Title:
3801 Door_Chance

Description:

Let's have some fun.

This gentleman you probably don't know. His name is Monty Hall.

Starting in 1963, for many years Monty Hall ran a game show called Let's Make a Deal.

In the center of the game show was a puzzle

that puzzles statisticians to the present day.

In this unit, which is optional in the statistics class,

I'll let you solve the Monty Hall problem, and you'll get a chance to program it

to verify that the assertion, which is not obvious, is actually correct.

Here we go.

The essence of the game are three doors.

Behind one of those is a beautiful car, but Monty won't tell you where the car is.

Instead, all the doors are covered by curtains.

The subject of the game is as follows.

You get to place a bet. Say you pick door 2.

If behind the bet you place you'll win the car. Otherwise, you'll win nothing.

So far, so good.

Here's the caveat.

Obviously, between the two remaining doors there'd be one that doesn't contain the car.

Monty is going to be mean.

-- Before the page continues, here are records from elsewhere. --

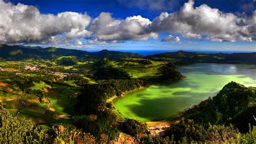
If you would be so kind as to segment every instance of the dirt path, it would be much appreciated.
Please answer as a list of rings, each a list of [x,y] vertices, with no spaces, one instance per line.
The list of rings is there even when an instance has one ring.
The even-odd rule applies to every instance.
[[[117,98],[117,96],[114,96],[110,98],[108,98],[107,100],[106,100],[106,102],[107,103],[110,103],[110,102],[111,102],[113,101],[113,100],[115,99],[116,98]]]
[[[147,122],[147,127],[153,135],[163,135],[166,129],[169,128],[174,124],[172,121],[159,121]]]
[[[51,102],[50,102],[50,100],[48,99],[48,97],[45,97],[45,99],[46,99],[47,102],[48,103],[48,107],[47,107],[46,110],[49,111],[49,110],[50,110],[50,107],[51,106]]]

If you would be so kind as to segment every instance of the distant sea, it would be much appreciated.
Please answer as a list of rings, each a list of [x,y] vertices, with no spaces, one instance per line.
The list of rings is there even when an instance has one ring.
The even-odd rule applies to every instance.
[[[149,55],[153,55],[153,54],[161,54],[167,52],[178,52],[179,50],[157,50],[157,51],[153,51],[153,50],[122,50],[122,49],[117,49],[117,50],[110,50],[110,51],[114,51],[121,52],[131,52],[133,53],[138,53],[139,54],[147,56]],[[248,51],[193,51],[193,50],[183,50],[185,52],[201,52],[201,53],[208,53],[208,54],[213,54],[213,53],[222,53],[225,54],[232,54],[234,53],[253,53],[256,52],[248,52]],[[87,51],[90,52],[98,52],[100,51]]]

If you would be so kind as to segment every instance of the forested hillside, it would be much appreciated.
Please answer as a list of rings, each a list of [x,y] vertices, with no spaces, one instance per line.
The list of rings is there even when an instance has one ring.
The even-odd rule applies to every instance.
[[[31,47],[22,46],[0,45],[0,57],[9,61],[31,59],[52,60],[62,56],[75,56],[79,59],[104,57],[117,60],[124,57],[140,57],[142,55],[132,53],[122,53],[102,50],[95,53],[56,47]]]
[[[173,53],[148,55],[144,58],[156,61],[172,62],[177,65],[186,65],[198,62],[256,64],[255,57],[256,53],[208,54],[180,51]]]

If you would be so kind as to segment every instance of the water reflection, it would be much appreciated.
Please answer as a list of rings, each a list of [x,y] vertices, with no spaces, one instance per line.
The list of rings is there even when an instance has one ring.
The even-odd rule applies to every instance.
[[[178,70],[188,78],[163,83],[114,100],[122,114],[148,121],[173,116],[186,107],[214,96],[225,84],[235,81],[256,87],[255,66],[197,63]]]

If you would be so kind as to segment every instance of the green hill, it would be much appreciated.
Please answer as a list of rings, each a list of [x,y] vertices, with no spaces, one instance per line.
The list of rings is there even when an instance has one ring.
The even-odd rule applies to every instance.
[[[138,54],[107,50],[91,53],[83,51],[56,47],[42,48],[29,46],[0,45],[0,57],[8,61],[31,59],[52,60],[65,56],[75,56],[80,59],[107,57],[112,60],[118,60],[124,57],[142,57],[142,55]]]
[[[143,58],[156,61],[170,61],[178,65],[184,65],[198,62],[256,64],[255,57],[256,53],[207,54],[180,51],[148,55]]]

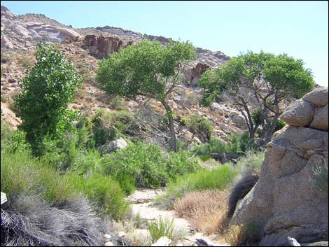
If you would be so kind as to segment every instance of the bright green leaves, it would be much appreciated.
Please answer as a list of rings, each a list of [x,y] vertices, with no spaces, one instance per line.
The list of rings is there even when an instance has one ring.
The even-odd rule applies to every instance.
[[[284,91],[287,96],[300,98],[314,86],[311,70],[304,69],[303,65],[301,59],[279,55],[266,62],[265,79],[272,87]]]
[[[241,84],[258,90],[255,84],[260,82],[272,93],[277,92],[285,97],[300,97],[314,85],[311,71],[304,69],[301,59],[286,54],[248,52],[202,74],[200,85],[206,90],[202,103],[209,105],[224,90],[235,94]]]
[[[97,80],[111,94],[127,98],[148,95],[161,100],[166,83],[172,82],[179,66],[194,57],[194,48],[188,42],[163,47],[159,42],[144,40],[101,61]]]
[[[35,56],[36,63],[23,79],[15,104],[22,120],[20,128],[37,153],[46,135],[61,134],[69,126],[66,122],[72,113],[67,104],[73,101],[81,77],[57,47],[38,43]]]

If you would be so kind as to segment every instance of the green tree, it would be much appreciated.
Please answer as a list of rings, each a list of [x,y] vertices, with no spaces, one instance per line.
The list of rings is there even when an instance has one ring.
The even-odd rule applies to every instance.
[[[46,136],[58,136],[71,125],[74,113],[67,104],[73,101],[81,77],[57,46],[39,43],[35,56],[36,63],[24,78],[15,105],[22,120],[20,129],[40,155]]]
[[[199,81],[205,89],[202,103],[209,105],[219,93],[225,92],[244,117],[250,139],[254,141],[256,130],[261,126],[257,144],[266,144],[284,106],[314,88],[312,72],[303,65],[302,60],[286,54],[276,56],[262,51],[241,55],[202,75]]]
[[[161,102],[169,120],[171,148],[177,151],[167,97],[181,82],[183,65],[195,57],[195,48],[188,41],[170,42],[163,47],[159,42],[144,40],[101,61],[97,80],[110,94],[131,99],[141,95]]]

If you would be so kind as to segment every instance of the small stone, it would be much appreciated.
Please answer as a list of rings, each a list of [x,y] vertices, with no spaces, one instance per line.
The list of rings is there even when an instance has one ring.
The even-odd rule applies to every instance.
[[[124,238],[127,236],[127,234],[125,232],[120,232],[118,234],[120,238]]]
[[[108,234],[104,234],[104,237],[108,239],[111,239],[112,238],[112,237],[111,235],[108,235]]]

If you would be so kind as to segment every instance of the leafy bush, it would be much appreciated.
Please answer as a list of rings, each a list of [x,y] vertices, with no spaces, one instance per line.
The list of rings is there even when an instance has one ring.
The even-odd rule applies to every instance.
[[[169,178],[162,151],[152,144],[137,143],[104,155],[100,167],[104,174],[115,178],[127,193],[134,190],[134,185],[164,186]]]
[[[1,162],[1,190],[10,200],[38,195],[50,205],[59,206],[82,193],[109,216],[122,218],[129,210],[119,184],[108,176],[93,174],[84,177],[74,172],[60,175],[46,157],[34,158],[28,150],[3,149]]]
[[[20,128],[27,133],[34,153],[41,155],[46,136],[61,136],[71,127],[74,114],[67,104],[74,101],[81,78],[58,47],[38,43],[35,56],[36,64],[23,79],[15,107],[22,120]]]
[[[148,222],[148,230],[152,237],[153,241],[158,241],[162,237],[167,237],[168,239],[172,239],[174,232],[174,218],[172,220],[169,219],[162,219],[161,217],[156,221]]]
[[[206,118],[197,113],[190,117],[183,117],[182,122],[192,133],[197,135],[202,141],[206,141],[210,139],[213,132],[213,125]]]
[[[197,171],[198,161],[188,152],[166,153],[158,146],[139,142],[106,155],[101,159],[100,171],[112,176],[127,193],[137,188],[164,186],[169,179]]]
[[[177,176],[195,172],[200,169],[196,158],[191,158],[187,151],[170,152],[166,171],[169,176],[174,179]]]
[[[71,173],[68,179],[77,191],[95,202],[107,217],[122,219],[130,210],[122,190],[110,176],[94,173],[91,176],[83,177]]]
[[[1,246],[104,246],[106,226],[92,211],[83,198],[60,208],[38,195],[10,199],[10,208],[1,209]]]
[[[246,152],[249,141],[248,132],[231,135],[229,139],[230,141],[227,144],[222,140],[211,138],[206,144],[197,146],[195,151],[205,153],[223,153],[225,152],[230,155],[242,155]],[[204,160],[206,160],[206,157],[204,157]]]

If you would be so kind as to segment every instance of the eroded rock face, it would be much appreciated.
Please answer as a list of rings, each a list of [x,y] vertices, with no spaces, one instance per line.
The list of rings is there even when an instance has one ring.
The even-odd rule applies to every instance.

He's going to show you.

He's going to lift the curtain from one of the other doors, and there is clearly no car.

After now closing the curtain again, he'll ask you do you want to switch.

That is, do you want to change your vote to the remaining curtain

in the hopes of having an increased chance of winning the car.

The reason why this problem is interesting is because when Monty Hall lifted the curtain

he really didn't tell you anything.

You knew in advance that one of the two curtains wouldn't contain the car.

The mere fact that he lifted the curtain should give you zero information

relative to where between the remaining doors the car is.

All you know now is that door 3 doesn't contain the car,

but why should door 1 now be more likely than door 2.

Here's the question.

What are the probabilities of the car being behind door 1, door 2, and door 3,

provided that your initial pick was door 2 and Monty then lifted door 3 to show you there's no car?